Core features of ecological perspectives
From these theories, we see that the fundamental premise of ecological perspectives applied to human development is how an individual both influences and is influenced by interactions with their environment. The development of individuals does not occur in isolation. Their interactions with the environment are reciprocal, and they are part of a complex network of relationships and systems.
There are several other core features of ecological perspectives on development. One is the role of context . The environment, or ecology, in which an individual is situated shapes their development. The context can be represented as different layers or systems based on what and who an individual interacts with, within their immediate environment, and which structures have more remote influences. Development is contextual because of the complex interaction between personal characteristics and environmental factors.

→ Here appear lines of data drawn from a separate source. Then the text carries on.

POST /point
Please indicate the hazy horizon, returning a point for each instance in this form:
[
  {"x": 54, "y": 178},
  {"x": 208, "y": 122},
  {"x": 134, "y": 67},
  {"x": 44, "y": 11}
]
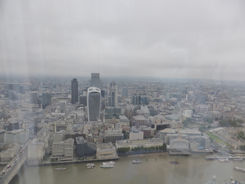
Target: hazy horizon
[{"x": 160, "y": 39}]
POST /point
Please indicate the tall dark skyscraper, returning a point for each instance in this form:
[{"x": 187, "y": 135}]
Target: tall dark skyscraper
[
  {"x": 93, "y": 103},
  {"x": 95, "y": 80},
  {"x": 74, "y": 91},
  {"x": 112, "y": 98}
]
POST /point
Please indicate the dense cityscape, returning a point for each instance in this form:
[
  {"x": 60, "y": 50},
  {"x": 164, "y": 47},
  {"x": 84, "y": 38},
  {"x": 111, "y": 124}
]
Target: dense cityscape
[{"x": 52, "y": 121}]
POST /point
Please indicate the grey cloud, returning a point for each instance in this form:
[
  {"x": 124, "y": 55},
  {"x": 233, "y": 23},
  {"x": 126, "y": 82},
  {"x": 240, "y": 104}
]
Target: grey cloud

A second common feature is the emphasis on process . Development is seen as ongoing, fluid, and longitudinal, rather than static and with a definable end point. Because of this we see attention to the progressive nature of development across the lifespan rather than just in childhood. The individual is also active in their own development. They perceive, explore, interpret, and interact with their environment rather than passively spectating or responding to stimuli. There is however consideration of how the actions of individuals operate within certain external constraints. The contexts within which people are situated (such as schools, families, churches) are cultivated through collective action for a shared purpose over time, and therefore have established norms, expectations, and practices, often tacit, which regulate behavior and frame interactions. Individual agency is, therefore, “socially regulated” within available options, possibilities, or affordances of the environment (Barker, 1968).